Öncelikle, atıfta bulunduğunuz Wikipedia makalesinin çok iyi olduğunu düşünmüyorum, çünkü bu yalnızca Domain Driven Design'a yardımcı olabilecek bir çok şeye atıfta bulunuyor ve uygulama hakkında kimseyi aydınlatmak için çok az şey yapıyor.
Ancak, Domain Driven Design'ı kalbe alan biri olarak (ki bu, 3D için değil, genellikle 3DD yerine geçer), Eric'in ilk bölümünü çok fazla okursanız, DDD'nin temellerinin her zaman açık olduğunu hissettim. Evans'ın kitabı. Ancak, bir dizi kalıp ve pratiktir, bu nedenle, ne olduğu ve avantajların bir ayrıntıya girmeden ne olduğuna dair 3 cümle özeti vermek o kadar kolay değildir. Herhangi bir kişi ile rezonansa giren detaylar da çok farklı olabilir; 10 yıl önce kendimi hiç görmemiş olacağım.
DDD gümüş bir kurşun değildir. Mantıklı bir şekilde yapıldığında, yazılım oluşturma konusunda zanaatkar gibi bir yaklaşım benimsemek ve geliştirme ekipleri ile yazılım geliştirdikleri işletmeler arasındaki bilişsel sürtünmeyi azaltma ihtiyacını tanımakla ilgilidir. En önemli uygulamalardan biri, yazılım ekibi ve işletme ekibinin kullandığı alan terimlerinin mümkün olduğu kadar yakından eşleştiği bir katmana sahip olmaktır. Çözmeye çalıştığınız iş problemini anlamaya başladığınızda bu katmanı yinelemeli olarak yaratırsınız. İş mantığı bu katmanda makul bir şekilde kodlandığında, kurumsal uygulamaların tipik olarak bu sistemler ile etkileşimleri arayüzlerle dışa aktararak tüm sahip olduğu bağımlılıklardan izole edildiğinde, asıl etki alanı katmanında kullanılan dil sonunda oldukça özlü, açık ve okunabilir hale gelir.
Birçok kurumsal yazılımı gördüğüm şekli göz önüne alındığında, DDD, gümüş bir mermi gibi ses çıkartabiliyor, çünkü çoğu kurumsal yazılım kayda değer bir şekilde neredeyse kayda değer kaygı duyuyor ve yazılım ekibi büyük bir değişim korkusuyla yaşıyor. görünüşte önemsiz kod değişikliklerinin bile yan etkilerinin ne olabileceği konusunda hiçbir fikirleri yoktur, oysa ki düzgün bir şekilde etkilenmiş bir alan katmanı bağımsız olarak test edilebilir ve doğrulanabilir olacaktır.

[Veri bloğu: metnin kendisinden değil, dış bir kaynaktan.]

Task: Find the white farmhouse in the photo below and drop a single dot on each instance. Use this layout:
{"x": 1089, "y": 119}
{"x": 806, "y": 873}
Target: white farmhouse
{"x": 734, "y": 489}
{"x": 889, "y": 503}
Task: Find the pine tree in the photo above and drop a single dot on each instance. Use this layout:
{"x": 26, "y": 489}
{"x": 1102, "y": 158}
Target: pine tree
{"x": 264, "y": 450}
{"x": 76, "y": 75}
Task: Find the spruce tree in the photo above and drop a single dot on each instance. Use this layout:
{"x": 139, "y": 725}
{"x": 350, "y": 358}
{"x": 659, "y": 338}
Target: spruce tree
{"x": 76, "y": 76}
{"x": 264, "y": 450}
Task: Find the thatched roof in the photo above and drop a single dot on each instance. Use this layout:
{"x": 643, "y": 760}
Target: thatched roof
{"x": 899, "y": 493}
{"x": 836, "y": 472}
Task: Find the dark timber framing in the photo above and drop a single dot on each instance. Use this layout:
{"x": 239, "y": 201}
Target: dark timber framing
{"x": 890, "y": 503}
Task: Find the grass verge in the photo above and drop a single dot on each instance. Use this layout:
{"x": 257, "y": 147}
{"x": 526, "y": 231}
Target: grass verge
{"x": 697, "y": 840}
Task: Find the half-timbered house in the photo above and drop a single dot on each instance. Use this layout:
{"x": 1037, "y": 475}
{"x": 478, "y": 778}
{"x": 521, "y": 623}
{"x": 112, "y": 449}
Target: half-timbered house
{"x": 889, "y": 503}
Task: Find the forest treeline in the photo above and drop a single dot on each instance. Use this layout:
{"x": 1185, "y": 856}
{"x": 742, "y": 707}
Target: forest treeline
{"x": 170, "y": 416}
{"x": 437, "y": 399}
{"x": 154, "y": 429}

Fakat aslında DDD, sistemlerin nadiren izolasyon halinde bulunduğunu kabul ediyor. DDD, eski sistemler için başa çıkma kalıpları içerir (yolsuzlukla mücadele katmanı, sınırlı bağlamlar, bir çift isimlendirmek için).
Gevşek bağlanma disiplini dahil olmak üzere nesne yönelimli tasarım uyguluyorsanız ve oldukça dini bir şekilde ünite testi uyguluyorsanız ve acımasızca refactor kodu uygularsanız ve sisteminizi kurarken etki alanı uzmanlarıyla çalışırsanız, esasen sonuçla sonuçlanırsınız. temel olarak, etki alanı tarafından yönlendirilen tasarımın savunucularından bahsetti.
Evans'ın kitabında tarif edilen ve çoğunlukla kurumsal yazılım geliştirme için geçerli olan bazı spesifik modeller vardır ve bazıları oldukça evrensel ilkelerdir, ancak esasen DDD, zaman içinde teknik borç birikimini azaltabilecek yazılım geliştirmeye yönelik pratik bir yaklaşımdır. müşterilerinizi daha mutlu kılar çünkü birbirinizle aynı dili konuşabiliyorsunuz ve birbirinizi daha iyi anlamanın avantajları nedeniyle daha iyi çalışan çözümler sunuyoruz.